Over the next few months we will get a clear view of those who are more concerned with political ideology than getting us through this downturn. I'm hoping DeMint and everyone else we've sent to Washington and Columbia won't be in that group.
I'm hoping his opposition is based on a belief that we are heading the wrong way. I'm hoping it's because he's upset that legislators are shoving pet projects into a bill designed to stimulate the economy.
I'm hoping he's simply trying to make the bill better and with more accountability than the $700 billion bill passed last year.
If that's his motivation, I'm with him.
But I find it hard to understand why anyone in Washington would claim certainty when so few of them saw what was coming.

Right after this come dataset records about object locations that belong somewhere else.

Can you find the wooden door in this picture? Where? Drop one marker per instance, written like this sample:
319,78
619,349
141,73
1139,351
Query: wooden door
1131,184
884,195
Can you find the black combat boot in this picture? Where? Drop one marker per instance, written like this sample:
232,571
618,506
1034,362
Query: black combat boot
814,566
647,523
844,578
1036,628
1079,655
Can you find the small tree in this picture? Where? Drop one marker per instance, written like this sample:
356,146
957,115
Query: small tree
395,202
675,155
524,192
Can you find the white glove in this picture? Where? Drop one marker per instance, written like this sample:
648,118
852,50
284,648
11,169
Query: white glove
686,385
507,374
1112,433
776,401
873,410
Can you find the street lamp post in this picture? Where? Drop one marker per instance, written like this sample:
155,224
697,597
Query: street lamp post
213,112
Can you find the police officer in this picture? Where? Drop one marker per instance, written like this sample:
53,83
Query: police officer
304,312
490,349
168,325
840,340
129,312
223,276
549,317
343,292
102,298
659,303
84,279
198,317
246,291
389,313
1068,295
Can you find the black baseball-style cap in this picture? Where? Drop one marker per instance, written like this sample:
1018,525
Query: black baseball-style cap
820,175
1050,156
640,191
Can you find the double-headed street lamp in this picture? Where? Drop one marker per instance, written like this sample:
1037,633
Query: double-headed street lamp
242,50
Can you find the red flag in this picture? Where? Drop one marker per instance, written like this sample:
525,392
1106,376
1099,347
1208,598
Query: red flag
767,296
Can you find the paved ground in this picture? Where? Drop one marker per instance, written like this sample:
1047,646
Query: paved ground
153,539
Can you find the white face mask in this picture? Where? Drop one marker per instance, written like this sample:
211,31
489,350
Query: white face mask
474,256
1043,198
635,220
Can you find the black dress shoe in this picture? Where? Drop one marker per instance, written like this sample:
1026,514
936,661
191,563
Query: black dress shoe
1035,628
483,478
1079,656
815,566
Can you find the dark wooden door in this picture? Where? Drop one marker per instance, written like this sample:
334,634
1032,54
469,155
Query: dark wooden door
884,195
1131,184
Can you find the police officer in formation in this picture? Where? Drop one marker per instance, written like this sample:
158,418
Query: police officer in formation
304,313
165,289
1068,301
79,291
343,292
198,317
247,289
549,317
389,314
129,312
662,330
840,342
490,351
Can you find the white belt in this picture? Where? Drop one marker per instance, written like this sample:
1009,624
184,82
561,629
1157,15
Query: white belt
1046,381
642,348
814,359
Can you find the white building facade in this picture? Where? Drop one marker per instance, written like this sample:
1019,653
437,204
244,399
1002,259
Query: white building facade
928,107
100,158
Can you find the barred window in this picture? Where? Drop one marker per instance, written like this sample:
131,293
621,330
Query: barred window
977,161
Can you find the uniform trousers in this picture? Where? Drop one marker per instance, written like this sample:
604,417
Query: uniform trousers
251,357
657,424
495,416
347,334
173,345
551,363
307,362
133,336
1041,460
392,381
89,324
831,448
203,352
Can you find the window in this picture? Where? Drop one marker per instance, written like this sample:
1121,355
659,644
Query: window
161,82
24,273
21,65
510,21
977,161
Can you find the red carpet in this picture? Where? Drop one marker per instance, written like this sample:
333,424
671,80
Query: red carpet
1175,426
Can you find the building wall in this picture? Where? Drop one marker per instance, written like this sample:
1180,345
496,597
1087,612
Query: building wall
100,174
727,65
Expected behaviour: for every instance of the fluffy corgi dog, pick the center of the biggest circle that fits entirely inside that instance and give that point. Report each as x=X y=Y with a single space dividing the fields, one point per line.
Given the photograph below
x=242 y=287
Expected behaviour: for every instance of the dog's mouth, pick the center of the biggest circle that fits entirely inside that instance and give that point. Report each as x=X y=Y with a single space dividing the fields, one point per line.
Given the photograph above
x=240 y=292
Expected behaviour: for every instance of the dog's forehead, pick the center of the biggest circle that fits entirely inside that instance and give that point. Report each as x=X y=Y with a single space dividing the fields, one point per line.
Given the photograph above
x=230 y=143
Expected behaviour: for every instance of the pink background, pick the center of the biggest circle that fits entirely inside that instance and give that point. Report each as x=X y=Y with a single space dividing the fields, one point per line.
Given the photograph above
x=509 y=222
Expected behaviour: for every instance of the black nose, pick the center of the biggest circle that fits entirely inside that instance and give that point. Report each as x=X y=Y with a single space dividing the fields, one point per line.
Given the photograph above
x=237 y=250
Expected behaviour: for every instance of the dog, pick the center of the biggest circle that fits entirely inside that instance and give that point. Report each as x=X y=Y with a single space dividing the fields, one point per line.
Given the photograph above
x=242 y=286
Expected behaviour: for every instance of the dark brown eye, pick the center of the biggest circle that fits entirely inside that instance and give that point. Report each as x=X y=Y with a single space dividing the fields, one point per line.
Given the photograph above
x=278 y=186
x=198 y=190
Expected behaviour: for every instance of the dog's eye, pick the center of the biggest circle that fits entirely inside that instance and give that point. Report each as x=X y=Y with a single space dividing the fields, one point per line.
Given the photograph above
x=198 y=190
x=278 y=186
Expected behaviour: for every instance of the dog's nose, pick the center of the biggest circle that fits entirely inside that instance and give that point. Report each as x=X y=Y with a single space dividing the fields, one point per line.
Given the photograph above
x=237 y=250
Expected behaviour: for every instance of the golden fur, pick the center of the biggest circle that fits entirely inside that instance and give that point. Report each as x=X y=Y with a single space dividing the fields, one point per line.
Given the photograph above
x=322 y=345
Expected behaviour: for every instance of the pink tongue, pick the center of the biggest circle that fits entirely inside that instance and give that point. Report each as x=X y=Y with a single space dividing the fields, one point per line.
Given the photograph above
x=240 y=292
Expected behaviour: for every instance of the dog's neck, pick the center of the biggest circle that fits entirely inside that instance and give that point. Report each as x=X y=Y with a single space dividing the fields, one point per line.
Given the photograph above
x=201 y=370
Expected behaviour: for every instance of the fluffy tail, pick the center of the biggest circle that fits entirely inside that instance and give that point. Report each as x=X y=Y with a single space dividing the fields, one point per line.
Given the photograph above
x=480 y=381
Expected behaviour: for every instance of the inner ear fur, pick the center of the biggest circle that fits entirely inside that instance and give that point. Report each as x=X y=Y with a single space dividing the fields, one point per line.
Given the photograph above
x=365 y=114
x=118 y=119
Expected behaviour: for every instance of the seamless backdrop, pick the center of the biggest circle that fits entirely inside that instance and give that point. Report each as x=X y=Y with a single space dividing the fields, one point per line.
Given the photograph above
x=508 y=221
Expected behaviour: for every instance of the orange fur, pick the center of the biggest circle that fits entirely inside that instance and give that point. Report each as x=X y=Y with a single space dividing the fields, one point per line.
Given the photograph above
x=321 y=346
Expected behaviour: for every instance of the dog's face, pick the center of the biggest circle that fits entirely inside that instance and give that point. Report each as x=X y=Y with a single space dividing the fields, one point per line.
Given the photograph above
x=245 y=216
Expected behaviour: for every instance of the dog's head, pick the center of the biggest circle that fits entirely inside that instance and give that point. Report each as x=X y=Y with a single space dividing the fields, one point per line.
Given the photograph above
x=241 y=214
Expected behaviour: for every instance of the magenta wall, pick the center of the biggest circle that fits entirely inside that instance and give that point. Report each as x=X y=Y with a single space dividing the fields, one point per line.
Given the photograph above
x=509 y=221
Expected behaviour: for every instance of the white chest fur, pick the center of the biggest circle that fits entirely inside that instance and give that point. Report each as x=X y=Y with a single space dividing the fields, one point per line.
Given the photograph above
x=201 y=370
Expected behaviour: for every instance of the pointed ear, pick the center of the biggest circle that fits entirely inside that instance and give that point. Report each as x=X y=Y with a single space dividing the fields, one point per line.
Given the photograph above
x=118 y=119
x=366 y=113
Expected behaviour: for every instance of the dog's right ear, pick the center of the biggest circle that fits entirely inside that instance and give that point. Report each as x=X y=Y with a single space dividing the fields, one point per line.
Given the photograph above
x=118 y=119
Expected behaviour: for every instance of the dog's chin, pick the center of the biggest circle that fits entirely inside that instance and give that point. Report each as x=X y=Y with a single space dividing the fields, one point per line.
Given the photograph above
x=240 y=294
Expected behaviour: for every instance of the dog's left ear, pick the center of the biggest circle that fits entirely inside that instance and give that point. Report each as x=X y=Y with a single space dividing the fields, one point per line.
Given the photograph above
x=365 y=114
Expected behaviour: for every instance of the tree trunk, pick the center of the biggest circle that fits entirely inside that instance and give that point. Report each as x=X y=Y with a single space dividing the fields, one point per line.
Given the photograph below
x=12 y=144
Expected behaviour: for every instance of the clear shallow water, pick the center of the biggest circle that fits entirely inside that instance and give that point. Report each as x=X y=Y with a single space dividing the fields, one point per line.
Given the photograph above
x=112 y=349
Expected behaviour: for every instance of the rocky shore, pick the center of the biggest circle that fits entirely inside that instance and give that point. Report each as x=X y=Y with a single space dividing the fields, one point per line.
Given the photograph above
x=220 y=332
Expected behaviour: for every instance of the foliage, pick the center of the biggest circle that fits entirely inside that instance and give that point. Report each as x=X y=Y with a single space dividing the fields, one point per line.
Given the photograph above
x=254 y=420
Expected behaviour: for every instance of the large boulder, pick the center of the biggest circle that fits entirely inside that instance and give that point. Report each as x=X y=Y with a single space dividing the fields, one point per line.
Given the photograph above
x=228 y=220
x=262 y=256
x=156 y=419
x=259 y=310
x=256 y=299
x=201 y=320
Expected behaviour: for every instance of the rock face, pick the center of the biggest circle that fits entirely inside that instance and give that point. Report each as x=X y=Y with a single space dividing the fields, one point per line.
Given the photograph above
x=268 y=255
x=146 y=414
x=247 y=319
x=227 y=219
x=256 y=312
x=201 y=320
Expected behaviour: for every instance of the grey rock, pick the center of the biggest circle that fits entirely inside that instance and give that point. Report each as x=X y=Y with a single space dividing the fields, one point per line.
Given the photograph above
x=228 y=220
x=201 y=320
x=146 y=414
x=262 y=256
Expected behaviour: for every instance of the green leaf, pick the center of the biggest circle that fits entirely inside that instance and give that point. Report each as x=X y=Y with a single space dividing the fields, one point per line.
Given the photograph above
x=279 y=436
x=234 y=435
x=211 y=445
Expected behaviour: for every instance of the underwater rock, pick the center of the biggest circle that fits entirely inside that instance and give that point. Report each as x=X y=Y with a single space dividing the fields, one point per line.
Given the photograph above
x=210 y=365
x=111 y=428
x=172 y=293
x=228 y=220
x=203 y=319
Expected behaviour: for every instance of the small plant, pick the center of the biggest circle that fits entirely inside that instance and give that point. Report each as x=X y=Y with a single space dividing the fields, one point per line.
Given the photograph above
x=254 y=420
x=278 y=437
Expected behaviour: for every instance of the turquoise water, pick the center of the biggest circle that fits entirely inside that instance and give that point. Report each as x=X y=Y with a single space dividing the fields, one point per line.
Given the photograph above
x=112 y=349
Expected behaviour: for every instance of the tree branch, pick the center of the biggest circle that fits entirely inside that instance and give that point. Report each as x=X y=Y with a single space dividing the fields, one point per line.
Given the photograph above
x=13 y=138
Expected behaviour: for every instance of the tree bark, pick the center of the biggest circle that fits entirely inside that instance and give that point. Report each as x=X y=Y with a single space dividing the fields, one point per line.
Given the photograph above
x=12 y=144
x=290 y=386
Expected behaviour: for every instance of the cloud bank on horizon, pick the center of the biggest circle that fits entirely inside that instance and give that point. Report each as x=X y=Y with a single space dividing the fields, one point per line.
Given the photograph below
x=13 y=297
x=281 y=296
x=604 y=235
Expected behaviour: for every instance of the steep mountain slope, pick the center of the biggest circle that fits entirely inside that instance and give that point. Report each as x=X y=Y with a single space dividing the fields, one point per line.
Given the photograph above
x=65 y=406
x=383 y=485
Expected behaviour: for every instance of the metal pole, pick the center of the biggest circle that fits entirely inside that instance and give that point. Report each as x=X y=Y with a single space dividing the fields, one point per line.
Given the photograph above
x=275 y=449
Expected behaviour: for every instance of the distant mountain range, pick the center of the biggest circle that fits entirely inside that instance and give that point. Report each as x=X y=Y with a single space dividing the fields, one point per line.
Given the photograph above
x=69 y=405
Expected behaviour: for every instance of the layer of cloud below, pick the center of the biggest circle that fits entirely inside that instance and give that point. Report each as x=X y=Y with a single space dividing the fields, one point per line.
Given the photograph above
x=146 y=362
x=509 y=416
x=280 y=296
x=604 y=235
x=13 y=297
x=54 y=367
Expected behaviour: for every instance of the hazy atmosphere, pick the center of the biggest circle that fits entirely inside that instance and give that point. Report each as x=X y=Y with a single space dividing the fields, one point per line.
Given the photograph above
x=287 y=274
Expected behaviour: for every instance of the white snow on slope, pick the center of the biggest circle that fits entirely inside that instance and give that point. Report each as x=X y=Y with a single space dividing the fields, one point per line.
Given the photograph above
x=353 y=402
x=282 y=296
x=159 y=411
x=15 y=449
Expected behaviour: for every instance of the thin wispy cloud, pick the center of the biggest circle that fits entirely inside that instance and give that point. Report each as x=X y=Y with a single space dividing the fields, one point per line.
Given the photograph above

And given that they all missed it – Democrats and Republicans – how can any of them say they are certain they know precisely how to pull us through?
Reality has been turned on its ear. The law of supply and demand is supposed to dictate prices, yet we were paying almost $4 per gallon of unleaded gas despite a major drop in demand and an increase in supply.
Economic gurus such as Alan Greenspan didn't recognize the real estate bubble soon enough. MBAs and bank CEOs got sucked into the derivatives house of cards. And the S.C. General Assembly held so steadfast to the belief that tax cuts are always good and increases bad that they worsened the state's budget problems. Tax cuts caused about two-thirds of the revenue shortfall.
The last thing we need is more rhetoric and ideology. We've been feasting on such things for years. Look where that's gotten us.